The first reason is a lesson I learned from Tianqi Chen: build a complex pipeline that is useful enough for yourself. If the infrastructure directly enables your own research, iteration speed, and systems understanding, it is already valuable.

The second reason is that post-training is definitely useful inside frontier labs. Large teams run many expert models, RL pipelines, online policy distillation pipelines, and large-scale data/rollout systems. Smaller teams are also continuously using PPO, REINFORCE, and related methods to train more general agents.

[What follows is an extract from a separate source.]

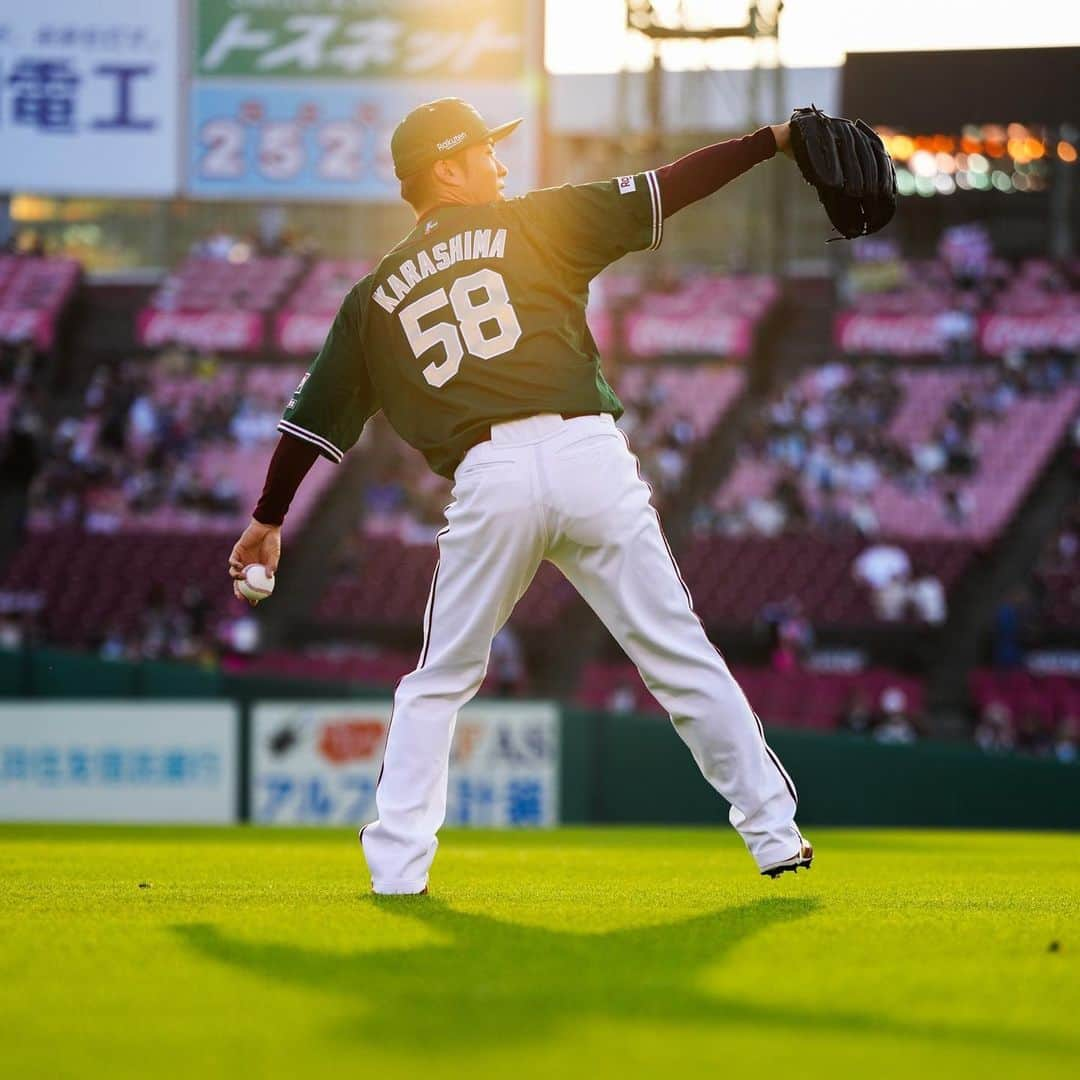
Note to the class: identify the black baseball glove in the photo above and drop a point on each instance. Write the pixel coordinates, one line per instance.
(850, 169)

Many systems questions are still not fully solved:

How do we handle train-inference mismatch?
How should training, rollout, and evaluation autoscale together?
- Especially as rollouts become longer during training.
How should sandbox and environment systems be optimized?
What is the right abstraction for data, reward, environment, and policy iteration?

There is still a lot of room to improve. I plan to write a separate blog post diving deeper into these systems challenges.

If we eventually run out of easy static data, interaction data will matter much more. At that point, the ability to run scalable, efficient, and reliable RL pipelines may become a core advantage.

So my view is not "RL infra is useless." My view is:

RL infrastructure is a very important research and systems direction, but RL as a generic enterprise service is not yet an obviously good business.

The research opportunity is real. The business model just needs a much sharper wedge.